One minute I’m swinging like a monkey through a forest of dangling rings; the next I’m clinging like a sloth to a yellow net hooked to the ceiling.
Before I leave Hot Lava Obstacle Course, I’ve wobbled across a slack line, scuttled up a thick rope and leaped into a pit of molten rock (OK, it was actually red foam blocks, but what’s the difference?).
Overgrown kid Ben Broussard and his wife Kate opened this indoor gym in June next to a Chinese restaurant in a strip mall on Burnet Road. It might look like Romper Room for adults, and yes, it’s named for that kids’ game in which you pretend the floor is molten rock and you’ve got to jump from coffee table to couch to avoid it, but there’s plenty of fitness value here.
“You can practice running anywhere, but where are you going to find cargo nets, walls to go under and ropes to climb?” Broussard asks.
He’s right. Most fitness centers offer structured workouts under the guidance of an instructor. At Hot Lava, you can take the skills hammered into you by a trainer and cut loose without supervision.
“This is an indoor, air-conditioned playground where you can come try things you saw on YouTube, in a padded environment,” Broussard says.
If you watch “American Ninja Warrior,” “Wipeout” or “American Gladiator,” some of the obstacles will look familiar. You can stand on an inflatable balance trainer and duke it out with someone using a padded club. You can clatter across something called a pipe slide, or grab a mat and launch yourself across the floor in a newfangled version of Slip ‘n Slide.
That’s how Broussard, 28, came up with the idea. He grew up skateboarding, snowboarding, break dancing, and doing martial arts, gymnastics and parkour, that graceful, French-rooted art of movement in which athletes leap, duck or bound their way around whatever obstacles stand in their way.
“My wife and I did some obstacle course races and I loved it, but I just wanted to play on the obstacles,” he says.

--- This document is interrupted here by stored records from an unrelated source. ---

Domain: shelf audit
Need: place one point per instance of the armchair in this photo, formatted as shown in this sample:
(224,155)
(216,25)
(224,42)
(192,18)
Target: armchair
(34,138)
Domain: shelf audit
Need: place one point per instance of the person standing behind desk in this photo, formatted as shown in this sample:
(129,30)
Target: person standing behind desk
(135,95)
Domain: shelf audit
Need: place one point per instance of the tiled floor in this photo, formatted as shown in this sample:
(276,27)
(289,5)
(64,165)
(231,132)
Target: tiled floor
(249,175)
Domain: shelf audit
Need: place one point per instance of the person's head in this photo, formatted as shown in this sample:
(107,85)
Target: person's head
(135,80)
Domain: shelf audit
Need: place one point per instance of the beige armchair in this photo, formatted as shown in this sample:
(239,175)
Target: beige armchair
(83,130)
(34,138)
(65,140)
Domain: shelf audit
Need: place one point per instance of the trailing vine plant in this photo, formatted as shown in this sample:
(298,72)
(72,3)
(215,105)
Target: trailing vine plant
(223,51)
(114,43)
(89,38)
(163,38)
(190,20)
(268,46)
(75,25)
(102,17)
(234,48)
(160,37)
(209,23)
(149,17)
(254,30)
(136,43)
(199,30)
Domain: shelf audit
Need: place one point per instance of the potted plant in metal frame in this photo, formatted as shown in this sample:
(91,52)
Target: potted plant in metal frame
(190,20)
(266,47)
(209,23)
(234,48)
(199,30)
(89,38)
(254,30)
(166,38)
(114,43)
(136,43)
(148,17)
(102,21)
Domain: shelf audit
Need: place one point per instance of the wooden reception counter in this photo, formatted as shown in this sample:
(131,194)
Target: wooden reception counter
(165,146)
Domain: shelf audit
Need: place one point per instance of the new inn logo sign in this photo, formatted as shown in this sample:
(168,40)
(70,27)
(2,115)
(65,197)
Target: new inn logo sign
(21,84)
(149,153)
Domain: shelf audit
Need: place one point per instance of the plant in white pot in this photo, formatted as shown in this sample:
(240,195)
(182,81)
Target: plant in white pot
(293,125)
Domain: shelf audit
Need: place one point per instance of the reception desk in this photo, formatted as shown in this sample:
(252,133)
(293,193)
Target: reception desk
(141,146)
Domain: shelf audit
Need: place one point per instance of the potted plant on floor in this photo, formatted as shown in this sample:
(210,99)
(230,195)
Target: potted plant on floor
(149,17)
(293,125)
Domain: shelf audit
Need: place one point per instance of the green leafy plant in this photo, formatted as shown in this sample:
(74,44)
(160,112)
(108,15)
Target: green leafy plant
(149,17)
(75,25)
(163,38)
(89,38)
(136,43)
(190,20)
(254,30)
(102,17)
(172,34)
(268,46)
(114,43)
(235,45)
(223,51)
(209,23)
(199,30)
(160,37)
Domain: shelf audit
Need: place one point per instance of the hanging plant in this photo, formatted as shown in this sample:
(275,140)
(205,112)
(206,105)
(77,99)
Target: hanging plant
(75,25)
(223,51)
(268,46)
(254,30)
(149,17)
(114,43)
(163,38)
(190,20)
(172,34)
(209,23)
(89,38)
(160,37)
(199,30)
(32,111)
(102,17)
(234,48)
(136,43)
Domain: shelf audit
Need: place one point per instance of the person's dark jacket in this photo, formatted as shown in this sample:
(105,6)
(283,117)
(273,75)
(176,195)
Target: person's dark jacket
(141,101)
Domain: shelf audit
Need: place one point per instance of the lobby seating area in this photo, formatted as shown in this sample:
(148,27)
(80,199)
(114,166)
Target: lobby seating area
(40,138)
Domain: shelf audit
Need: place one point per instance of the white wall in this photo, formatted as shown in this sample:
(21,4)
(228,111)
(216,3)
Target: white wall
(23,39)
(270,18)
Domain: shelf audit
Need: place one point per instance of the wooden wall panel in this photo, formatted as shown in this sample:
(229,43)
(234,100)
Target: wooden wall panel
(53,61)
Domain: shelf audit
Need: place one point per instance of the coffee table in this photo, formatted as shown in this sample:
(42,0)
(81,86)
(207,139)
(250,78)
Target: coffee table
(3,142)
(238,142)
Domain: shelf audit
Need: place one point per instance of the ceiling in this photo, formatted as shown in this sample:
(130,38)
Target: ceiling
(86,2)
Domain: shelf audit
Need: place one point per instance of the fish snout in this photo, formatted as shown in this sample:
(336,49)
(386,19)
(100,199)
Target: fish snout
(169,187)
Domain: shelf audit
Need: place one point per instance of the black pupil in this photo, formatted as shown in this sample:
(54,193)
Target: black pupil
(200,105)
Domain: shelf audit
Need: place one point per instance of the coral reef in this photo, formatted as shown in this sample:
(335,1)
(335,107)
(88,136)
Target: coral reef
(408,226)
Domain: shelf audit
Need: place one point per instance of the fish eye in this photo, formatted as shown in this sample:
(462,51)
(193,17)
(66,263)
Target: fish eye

The 2,000-square-foot playroom they created features a springy floor, thick mats and padded blocks, so athletes can practice free-form gymnastics or parkour. There are wooden walls suitable for leaping over or scooching under, and a series of thigh-high wedge-shaped blocks spaced a giant stride apart, so they can spring from one to the next.
“It’s an extremely physical place and you get a good workout, but what gets worked out more is your creativity,” Broussard says.
That’s part of the lure for David Thomas, 36, who says he’s not a conventional athlete or an exercise buff. “I don’t have the attention span to work out in a gym,” he says. “But I used to do this as a kid. I was always outside running or climbing on stuff.”
Even though the gym is geared toward adults, kids are allowed. They’re typically the ones who don’t need instruction.
“They just jump in. Adults come in and say, ‘What do you do?’” Broussard says. “Then you see the light come on and that inner child comes out. They figure out how to play again.”
Paige Balius, 40, dropped by on this day with her son Lance, 10, and his two friends. She wants to encourage an active lifestyle, but while she’s here, she tests out a few obstacles herself.
“I tried everything and some things are harder than others,” she says. “It was all challenging.”
Suddenly a disembodied voice rises from the sea of red blocks.
“Lance, try to find me!” comes the muffled cry. Then, with a rustle and a swirl, a smiling 9-year-old Miguel Alvarado rises from the foam pit, where he submerged himself 10 minutes ago. Lance whoops and dives in.
Me? I latch onto those dangling rings and lurch away. No way the kids are going to have all the fun here.